Niestety, w przypadku warsztatu prowadzonego przez internet może nie być już tak fajnie. Zwłaszcza gdy grupa nastawiona jest na konkretny cel. Chce z wydarzenia wyciągnąć maksymalną wartość w minimalnym czasie. Wówczas nierówne umiejętności w zakresie podstawowej obsługi mogą przyczynić się do klęski i wiecznego zniechęcenia narzędziem. 

Żeby dłużej nie przynudzać, ja mam na to taki oto przetestowany i działający pomysł:

  • Przed wrzuceniem tematu do zespołu przygotowuję proste ćwiczenie, którego opis umieszczam bezpośrednio w Miro. Chodzi w nim o to, aby każdy mógł nauczyć się tworzyć i duplikować karteczki, edytować ich treść, przesuwać bez ograniczeń po całym obszarze roboczym, a także swobodnie poruszać się po nim, przybliżając i oddalając widok.
Opis ćwiczenia w Miro
  • Na planowaniu sprintu, w którym ma się wydarzyć zdalny warsztat (lub poprzedzającym) proszę zespół, aby wrzucili sobie zadanie na zapoznanie się z narzędziem.

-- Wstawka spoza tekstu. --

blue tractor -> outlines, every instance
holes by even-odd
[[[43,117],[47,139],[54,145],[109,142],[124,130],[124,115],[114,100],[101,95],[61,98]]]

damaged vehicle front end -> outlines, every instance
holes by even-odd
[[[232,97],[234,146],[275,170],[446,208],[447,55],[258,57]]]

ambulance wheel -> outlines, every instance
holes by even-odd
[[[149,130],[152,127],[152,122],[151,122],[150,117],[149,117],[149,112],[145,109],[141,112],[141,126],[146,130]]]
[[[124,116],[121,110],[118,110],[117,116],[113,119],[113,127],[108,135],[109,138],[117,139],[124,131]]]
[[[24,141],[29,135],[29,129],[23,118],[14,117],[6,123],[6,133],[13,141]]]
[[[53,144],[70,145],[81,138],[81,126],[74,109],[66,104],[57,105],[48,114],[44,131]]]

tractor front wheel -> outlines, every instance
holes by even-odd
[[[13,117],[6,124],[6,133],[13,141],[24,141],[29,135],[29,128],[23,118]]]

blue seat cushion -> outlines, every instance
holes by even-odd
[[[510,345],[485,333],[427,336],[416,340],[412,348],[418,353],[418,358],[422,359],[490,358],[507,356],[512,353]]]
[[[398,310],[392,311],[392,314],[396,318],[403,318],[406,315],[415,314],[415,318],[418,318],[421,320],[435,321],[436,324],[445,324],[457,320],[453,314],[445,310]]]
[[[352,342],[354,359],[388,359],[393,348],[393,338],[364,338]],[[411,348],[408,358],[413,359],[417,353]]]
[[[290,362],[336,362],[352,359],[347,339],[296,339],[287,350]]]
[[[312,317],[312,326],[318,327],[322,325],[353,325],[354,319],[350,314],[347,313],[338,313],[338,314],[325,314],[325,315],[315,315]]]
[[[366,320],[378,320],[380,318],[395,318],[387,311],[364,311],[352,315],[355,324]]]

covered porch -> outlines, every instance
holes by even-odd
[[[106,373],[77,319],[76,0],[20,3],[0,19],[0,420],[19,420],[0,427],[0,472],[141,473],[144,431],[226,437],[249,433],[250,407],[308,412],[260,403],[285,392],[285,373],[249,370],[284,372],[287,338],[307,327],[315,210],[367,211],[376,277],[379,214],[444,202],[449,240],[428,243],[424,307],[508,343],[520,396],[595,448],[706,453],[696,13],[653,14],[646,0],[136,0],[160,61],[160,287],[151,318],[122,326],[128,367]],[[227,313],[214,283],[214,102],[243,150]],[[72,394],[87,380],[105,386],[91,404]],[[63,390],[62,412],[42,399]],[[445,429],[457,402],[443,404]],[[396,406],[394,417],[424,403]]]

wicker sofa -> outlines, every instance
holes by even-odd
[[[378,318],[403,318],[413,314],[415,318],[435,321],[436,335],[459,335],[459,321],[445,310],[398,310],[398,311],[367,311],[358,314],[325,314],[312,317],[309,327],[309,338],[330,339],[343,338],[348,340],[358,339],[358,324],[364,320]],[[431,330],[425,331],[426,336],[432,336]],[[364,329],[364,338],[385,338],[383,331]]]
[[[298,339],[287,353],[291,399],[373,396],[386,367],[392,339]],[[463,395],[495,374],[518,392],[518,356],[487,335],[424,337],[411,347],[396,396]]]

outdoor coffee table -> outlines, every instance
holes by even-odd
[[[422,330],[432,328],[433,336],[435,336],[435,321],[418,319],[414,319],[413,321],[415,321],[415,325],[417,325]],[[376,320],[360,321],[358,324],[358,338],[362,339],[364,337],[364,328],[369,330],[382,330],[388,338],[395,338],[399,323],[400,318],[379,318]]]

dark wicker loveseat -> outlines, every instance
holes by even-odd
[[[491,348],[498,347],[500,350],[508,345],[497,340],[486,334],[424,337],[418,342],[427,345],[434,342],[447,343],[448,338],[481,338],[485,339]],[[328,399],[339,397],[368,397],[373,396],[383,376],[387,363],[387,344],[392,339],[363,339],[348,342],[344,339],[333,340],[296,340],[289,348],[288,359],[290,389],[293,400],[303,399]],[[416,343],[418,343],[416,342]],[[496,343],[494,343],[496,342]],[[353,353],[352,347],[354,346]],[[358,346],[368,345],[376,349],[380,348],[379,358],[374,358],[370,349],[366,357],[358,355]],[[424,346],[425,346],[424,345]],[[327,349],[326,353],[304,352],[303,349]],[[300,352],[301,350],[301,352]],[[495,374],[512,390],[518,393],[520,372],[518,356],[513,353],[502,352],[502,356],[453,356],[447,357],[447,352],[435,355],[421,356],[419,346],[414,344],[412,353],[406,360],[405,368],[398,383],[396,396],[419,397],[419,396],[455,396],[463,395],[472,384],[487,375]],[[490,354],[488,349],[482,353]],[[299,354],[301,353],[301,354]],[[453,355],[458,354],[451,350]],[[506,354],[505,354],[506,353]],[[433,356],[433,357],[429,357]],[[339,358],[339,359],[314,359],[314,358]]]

Piszemy podstawowe kryteria akceptacji:
    • każdy uczestnik ma konto
    • każdy uczestnik potrafi się zalogować
    • każdy uczestnik wykonał ćwiczenie umieszczone w narzędziu
  • W ramach tego zadania tworzymy podzadania dla każdego uczestnika na założenie konta, zalogowanie się i wykonanie ćwiczenia.
  • Na daily rozmawiam o postępach w realizacji, podkreślam wagę, że jeśli tego nie zrobimy wszyscy, to zbliżający się warsztat ma szansę być nieefektywny,
  • Jeśli trzeba, umawiam się na indywidualne wsparcie potrzebujących.
Tablica po wykonaniu ćwiczenia przez zespół.

Dzięki takiemu przygotowaniu mój warsztat zakończył się powodzeniem. Nie straciliśmy ani minuty na instrukcję obsługi. Każdy od początku mógł aktywnie działać na tablicy. To, co na pewno zmienię, organizując kolejny, to mniejsze grono uczestników, o czym pisałem w punkcie drugim.

Jeśli to, co dzisiaj napisałem, przyda Ci się w jakimś stopniu w Twojej codziennej pracy z zespołami, to ekstra. Jeśli masz jakieś inne pomysły i spostrzeżenia, to zachęcam do podzielenia się w komentarzu do mojego posta. 

Jednocześnie chciałbym naszym czytelnikom przekazać informację, że począwszy od tego posta, zwalniamy nieco tempo publikacji. Do końca wakacji nowe artykuły będą się pojawiały co dwa tygodnie. We wrześniu planujemy wrócić do normalnego rytmu pracy – jeden post na tydzień. 

Kończąc, w imieniu całej redakcji życzę Wam udanych wakacji.